Minnesota Journal of Law, Science & Technology
- Discipline: Law review
- Language: English
- Edited by: Christhy Le

Publication details
- Former name: Minnesota Intellectual Property Review
- History: 2000-present
- Publisher: University of Minnesota Law School (United States)
- Frequency: Biannual

Standard abbreviations
- Bluebook: Minn. J. L. Sci. & Tech.
- ISO 4: Minn. J. Law Sci. Technol.

Indexing
- ISSN: 1552-9533 (print) 1552-9541 (web)
- LCCN: 2004213323
- OCLC no.: 56551103

Links
- Journal homepage;

= Minnesota Journal of Law, Science & Technology =

The Minnesota Journal of Law, Science & Technology is a biannual law review edited by students and faculty from the University of Minnesota.
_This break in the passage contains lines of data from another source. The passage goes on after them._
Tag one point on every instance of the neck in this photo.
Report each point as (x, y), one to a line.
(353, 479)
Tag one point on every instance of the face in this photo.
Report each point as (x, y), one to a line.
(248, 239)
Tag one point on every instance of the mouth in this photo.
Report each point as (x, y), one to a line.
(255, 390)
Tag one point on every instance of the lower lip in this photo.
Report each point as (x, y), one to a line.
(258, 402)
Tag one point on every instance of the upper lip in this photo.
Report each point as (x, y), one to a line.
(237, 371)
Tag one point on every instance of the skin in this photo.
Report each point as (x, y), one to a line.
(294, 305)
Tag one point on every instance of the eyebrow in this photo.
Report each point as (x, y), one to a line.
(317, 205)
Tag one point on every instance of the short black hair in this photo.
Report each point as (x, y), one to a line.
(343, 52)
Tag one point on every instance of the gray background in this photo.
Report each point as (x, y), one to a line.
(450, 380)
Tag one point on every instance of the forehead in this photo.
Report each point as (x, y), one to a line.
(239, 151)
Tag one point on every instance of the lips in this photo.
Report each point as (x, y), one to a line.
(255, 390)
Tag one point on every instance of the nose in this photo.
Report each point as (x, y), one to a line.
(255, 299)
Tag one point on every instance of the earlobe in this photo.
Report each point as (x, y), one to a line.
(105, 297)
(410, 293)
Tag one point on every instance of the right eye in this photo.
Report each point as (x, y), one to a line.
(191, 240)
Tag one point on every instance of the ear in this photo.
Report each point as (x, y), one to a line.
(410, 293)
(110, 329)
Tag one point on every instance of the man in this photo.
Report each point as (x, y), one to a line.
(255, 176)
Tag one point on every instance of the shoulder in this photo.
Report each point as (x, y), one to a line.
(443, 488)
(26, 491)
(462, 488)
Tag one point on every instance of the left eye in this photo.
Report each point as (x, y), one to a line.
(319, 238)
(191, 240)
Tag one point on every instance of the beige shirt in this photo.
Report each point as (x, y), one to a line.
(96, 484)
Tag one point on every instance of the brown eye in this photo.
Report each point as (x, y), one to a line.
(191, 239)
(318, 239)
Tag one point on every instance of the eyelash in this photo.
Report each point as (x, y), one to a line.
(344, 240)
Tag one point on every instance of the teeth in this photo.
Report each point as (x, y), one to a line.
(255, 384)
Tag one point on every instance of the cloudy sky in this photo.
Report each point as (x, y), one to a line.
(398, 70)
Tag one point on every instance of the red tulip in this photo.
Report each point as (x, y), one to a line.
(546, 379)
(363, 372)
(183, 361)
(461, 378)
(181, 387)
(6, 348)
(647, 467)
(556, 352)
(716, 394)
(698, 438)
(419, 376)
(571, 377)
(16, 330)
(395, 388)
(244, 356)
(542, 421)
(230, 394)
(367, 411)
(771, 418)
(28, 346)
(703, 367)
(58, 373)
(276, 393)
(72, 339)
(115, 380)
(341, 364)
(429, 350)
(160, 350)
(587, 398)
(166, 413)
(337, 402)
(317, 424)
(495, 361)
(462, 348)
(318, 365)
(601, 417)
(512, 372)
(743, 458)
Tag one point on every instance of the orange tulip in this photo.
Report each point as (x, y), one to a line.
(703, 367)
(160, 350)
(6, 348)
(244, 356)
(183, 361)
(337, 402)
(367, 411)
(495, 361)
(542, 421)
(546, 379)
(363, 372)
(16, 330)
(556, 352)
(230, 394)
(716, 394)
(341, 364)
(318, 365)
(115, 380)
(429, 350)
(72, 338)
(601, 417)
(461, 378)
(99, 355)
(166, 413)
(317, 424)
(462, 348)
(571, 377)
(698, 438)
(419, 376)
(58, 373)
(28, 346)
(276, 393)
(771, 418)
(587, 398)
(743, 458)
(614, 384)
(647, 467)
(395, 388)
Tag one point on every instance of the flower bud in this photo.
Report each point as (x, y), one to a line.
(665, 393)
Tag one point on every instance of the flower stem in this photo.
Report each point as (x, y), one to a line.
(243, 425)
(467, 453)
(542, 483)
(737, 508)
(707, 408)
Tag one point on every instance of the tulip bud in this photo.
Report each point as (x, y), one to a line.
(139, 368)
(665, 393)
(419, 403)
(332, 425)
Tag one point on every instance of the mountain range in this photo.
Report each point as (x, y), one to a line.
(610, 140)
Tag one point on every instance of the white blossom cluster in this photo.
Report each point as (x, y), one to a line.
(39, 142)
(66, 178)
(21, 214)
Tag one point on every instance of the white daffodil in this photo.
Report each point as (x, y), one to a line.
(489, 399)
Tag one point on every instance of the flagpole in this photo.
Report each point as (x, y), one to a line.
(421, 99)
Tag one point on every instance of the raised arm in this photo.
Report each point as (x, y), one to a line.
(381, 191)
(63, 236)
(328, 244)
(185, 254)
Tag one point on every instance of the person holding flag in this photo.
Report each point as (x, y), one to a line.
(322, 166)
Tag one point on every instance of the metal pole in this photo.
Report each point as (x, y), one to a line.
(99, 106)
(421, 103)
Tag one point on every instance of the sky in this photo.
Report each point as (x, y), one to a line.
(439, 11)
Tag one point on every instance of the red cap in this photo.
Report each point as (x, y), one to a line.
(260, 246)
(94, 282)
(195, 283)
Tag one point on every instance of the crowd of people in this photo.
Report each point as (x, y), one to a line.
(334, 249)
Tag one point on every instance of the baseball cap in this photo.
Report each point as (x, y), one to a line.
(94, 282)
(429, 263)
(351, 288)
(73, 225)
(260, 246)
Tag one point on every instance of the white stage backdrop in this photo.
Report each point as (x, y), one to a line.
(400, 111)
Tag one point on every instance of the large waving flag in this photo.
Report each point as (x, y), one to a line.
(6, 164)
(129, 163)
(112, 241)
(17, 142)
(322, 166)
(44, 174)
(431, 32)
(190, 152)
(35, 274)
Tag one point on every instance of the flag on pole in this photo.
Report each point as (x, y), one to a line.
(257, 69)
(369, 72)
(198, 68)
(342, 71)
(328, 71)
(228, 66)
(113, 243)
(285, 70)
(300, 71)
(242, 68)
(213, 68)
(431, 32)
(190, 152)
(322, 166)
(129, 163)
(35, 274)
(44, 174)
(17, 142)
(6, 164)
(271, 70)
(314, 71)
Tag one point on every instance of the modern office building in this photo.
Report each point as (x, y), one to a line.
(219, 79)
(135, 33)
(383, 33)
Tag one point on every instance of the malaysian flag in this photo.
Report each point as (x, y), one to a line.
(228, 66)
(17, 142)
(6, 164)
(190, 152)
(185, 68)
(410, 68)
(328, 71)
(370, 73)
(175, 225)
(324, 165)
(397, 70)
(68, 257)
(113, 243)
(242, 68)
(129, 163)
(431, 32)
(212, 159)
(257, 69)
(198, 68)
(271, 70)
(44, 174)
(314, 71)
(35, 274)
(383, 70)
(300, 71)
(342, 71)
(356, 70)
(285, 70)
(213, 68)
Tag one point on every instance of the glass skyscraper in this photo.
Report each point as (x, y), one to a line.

It was established in 2000 as the Minnesota Intellectual Property Review and covers issues in patents, trademarks, copyrights, bioethics, science, and technology as it relates to the law. Christhy Le is the editor-in-chief of Volume 26.

The journal is the 6th most cited Intellectual Property law journal, 5th most cited environmental and land use law journal, 3rd most cited health, medicine & psychology law journal, and 4th most cited science, technology, and computing law journal.